Iberian writes "The Courant site confirms an oft-rumoured possibility: Best Buy does indeed maintain a second website for what one could assume is for the purpose of defrauding its customers. State Attorney General Richard Blumenthal ordered the investigation into Best Buy's practices on Feb. 9 after columnist George Gombossy disclosed the website and showed how employees at two Connecticut stores used it to deny customers a $150 discount on a computer advertised on BestBuy.com. Says Gombossy, 'What is more troubling to me, and to some Best Buy customers, is that even when one informs a salesperson of the Internet price, customers have been shown the intranet site, which looks identical to the Internet site, but does not always show the lowest price. [State Attorney General Richard Blumenthal] said that because of the fuzzy responses from Best Buy, he has yet to figure out the real motivation behind the intranet site and whether sales people are encouraged to use it to cheat customers.'"

4 of 356 comments (clear)

  1. Re:I've seen it. by mrchaotica · · Score: 5, Insightful

    Seems to me there are too good solutions for the customer:

    • Print out the online price and bring it in with you.
    • Don't shop at Best Buy.
    --

    "[Regarding the 'cloud,'] ownership was what made America different than Russia." -- Woz

  2. Salespeople wouldn't be involved by AusIV · · Score: 5, Insightful

    I highly doubt sales people would be in on such a conspiracy. A company like Best Buy has sales people coming and going all the time. If someone got pissed because they were fired, the first thing they'd do would be blow the whistle on this. If these price differences are even deliberate, it's done strictly by the people managing the two websites. The sales reps would be told to sell at the intranet website's price, and are probably unaware of the fact that there's a different version of bestbuy.com at work than there is at home, let alone that the prices are different in order to screw the consumer. It may be a conspiracy, but it's not involving every sales rep at every Best Buy in the country.

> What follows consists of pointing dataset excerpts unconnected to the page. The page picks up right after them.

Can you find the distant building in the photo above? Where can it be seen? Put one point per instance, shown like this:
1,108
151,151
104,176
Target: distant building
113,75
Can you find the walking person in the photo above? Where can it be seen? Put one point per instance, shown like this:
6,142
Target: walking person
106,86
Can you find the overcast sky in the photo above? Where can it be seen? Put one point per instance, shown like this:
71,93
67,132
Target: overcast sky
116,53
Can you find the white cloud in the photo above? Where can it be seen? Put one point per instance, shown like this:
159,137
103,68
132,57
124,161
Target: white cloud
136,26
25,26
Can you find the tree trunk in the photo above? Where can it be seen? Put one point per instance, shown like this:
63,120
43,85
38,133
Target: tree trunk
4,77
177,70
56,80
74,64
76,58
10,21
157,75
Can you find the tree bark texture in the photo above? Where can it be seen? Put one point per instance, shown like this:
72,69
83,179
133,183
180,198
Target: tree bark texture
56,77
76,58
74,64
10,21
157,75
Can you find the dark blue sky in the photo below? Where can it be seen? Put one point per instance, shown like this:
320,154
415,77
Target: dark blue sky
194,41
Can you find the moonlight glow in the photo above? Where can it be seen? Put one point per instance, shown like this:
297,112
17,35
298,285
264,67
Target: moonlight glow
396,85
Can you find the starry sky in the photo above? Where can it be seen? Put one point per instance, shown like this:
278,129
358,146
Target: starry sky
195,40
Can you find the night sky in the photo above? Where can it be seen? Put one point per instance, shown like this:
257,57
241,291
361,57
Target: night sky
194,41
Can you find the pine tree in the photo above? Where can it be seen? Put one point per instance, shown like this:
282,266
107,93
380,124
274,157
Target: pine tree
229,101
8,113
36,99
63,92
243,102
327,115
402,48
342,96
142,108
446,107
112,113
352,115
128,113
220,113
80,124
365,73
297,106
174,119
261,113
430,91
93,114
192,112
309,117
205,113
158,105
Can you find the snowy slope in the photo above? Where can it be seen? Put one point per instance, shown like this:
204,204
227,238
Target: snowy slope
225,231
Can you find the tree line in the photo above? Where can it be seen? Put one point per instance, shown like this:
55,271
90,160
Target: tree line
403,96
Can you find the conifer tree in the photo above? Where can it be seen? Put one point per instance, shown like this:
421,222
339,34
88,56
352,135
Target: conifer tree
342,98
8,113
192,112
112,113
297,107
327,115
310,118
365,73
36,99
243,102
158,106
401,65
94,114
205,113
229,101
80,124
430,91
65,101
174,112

  3. Re:Many tricks to price discriminate by Anonymous Coward · · Score: 5, Insightful

    It pissed me off enough that I actually walked out of the store, drove home, ordered it online and used the pick-up-in-store option.

    It pissed you off enough that you purchased from bestbuy.com?

    Man, that's sticking it to 'em.

  4. Re:Enron 2.0? by MickDownUnder · · Score: 5, Insightful

    I bet there's no dark plot here. You really think they could purposefully implement systems requiring dozens of staff with deliberate fraudulent intent and not have someone blow the whistle??

    I bet this is nothing more than just your standard run of the mill incompetence.

    I imagine they have an intranet site which has some information which is for internal use mixed with information that is meant to be the same as the online content. Due to the incompetence of those implementing these systems their intranet and extra-net sites are getting out of sync with each other.

    Guess what the result is?

    Every time the price difference is to the advantage of the customer there's not a peep to be heard.

    As soon as the price difference is to the customer's disadvantage! All hell breaks loose, they go into the store go "WHAT ITS NOT THAT MUCH". Pissed off, they refuse to buy it, go home, check the price again... boom major shit and fan action.